Standard musical cues for TV programs?
July 23, 2014 11:11 PM   Subscribe

I want to learn about the types of musical cues that are commonly used for television programs.

I think I don't have the right terminology to do a proper search for this. So I'll describe it, and somebody can maybe go "oh, you want to learn about NAME OF THIS THING." And that would probably be enough.

I said "TV" instead of "film", because movies often have a complete original score composed for them. I am interested in the cheaper form of music used in TV shows, which reuses a lot of smaller pieces of music (or "cues" as I am calling them). For example, if you watch an episode of Seinfeld, they have that short bass-plucking thing that plays as a transition between scenes or returning from a commercial break. A show like Family Guy has more variety, using longer pieces of music for action sequences. Or sometimes there is a suspenseful note before one dramatic moment occurs in the story, when you then hear a flourish. Or a character may say something sad, and just a few chords play along as they talk--not a whole song. That kind of thing.

I've written this kind of music. I've cobbled it together from samples. I have a feel for it.

But I want to approach it again in a more textbook-like way. I'd like to find a list of all these little cues and common ways they are put together. Where should I look?
posted by ErikH2000 to Media & Arts (8 answers total) 4 users marked this as a favorite
Best answer: A musician I know suggested an actual textbook: "Scoring For Films" by Earle Hagen. (That's the fellow who wrote and whistled the Andy Griffith show theme song, and much else besides.)
posted by in278s at 11:59 PM on July 23, 2014 [1 favorite]

I'm on my phone but it sounds like you're looking for "incidental music"
posted by Room 641-A at 12:07 AM on July 24, 2014 [1 favorite]

Best answer: "Scoring for Films" sounds like what you need, but as a supplementary text, pick up The 5 Cs of Cinematography.
posted by sebastienbailard at 12:40 AM on July 24, 2014

Do you want "Name of the Thing"? Then you want to look up either "library music" or "production music".

A few starts:

De Wolfe

All these sites are pretty commercial, but they have plentiful audio samples available if you dig in a little.

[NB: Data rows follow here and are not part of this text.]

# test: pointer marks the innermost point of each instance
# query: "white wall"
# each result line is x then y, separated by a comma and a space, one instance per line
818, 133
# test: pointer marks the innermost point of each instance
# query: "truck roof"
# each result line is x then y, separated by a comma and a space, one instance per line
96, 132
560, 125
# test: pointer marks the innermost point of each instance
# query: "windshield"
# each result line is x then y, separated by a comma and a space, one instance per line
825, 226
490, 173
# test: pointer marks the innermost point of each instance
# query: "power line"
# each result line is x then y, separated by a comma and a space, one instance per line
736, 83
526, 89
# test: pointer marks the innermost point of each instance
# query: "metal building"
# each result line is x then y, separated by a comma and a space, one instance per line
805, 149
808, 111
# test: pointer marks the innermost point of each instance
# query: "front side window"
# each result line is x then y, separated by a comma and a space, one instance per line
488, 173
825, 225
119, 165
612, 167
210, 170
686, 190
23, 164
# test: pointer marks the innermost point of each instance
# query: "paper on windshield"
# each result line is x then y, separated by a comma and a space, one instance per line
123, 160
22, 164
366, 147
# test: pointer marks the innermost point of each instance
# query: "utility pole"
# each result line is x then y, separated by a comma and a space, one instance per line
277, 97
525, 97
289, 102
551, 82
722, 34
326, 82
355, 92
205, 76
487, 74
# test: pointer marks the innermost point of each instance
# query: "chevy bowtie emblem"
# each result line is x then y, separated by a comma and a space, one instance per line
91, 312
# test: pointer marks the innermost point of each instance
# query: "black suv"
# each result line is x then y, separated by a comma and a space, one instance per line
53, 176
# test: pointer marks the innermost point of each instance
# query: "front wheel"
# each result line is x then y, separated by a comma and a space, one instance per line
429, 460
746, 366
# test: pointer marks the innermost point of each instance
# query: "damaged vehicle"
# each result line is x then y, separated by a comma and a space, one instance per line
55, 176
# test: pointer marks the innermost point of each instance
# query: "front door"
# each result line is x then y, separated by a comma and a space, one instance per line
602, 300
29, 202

The little "cues" you want will be under "stings", "links", "bridges", "under 10 seconds" and possibly indeed "cues". This is one of my minor nerd interests so if you need more information just say so.
posted by solarion at 1:49 AM on July 24, 2014

When I work with them we always call them stings.
posted by Mchelly at 3:37 AM on July 24, 2014 [2 favorites]

Programs I've worked on usually refer to this as "bumper" music. "Bumpers" being the short logo or title element going into or out of a break.
posted by DaddyNewt at 7:09 AM on July 24, 2014

Response by poster: Much thanks to everyone who answered. I got a few good book suggestions, and a vocabulary lession that should be helpful in learning more.
posted by ErikH2000 at 7:06 PM on July 25, 2014

You might like this classic AskMe: What is that song they always use? Lots of examples inside.

The TVTropes pages for Standard Snippet and Mickey Mousing are likewise goldmines.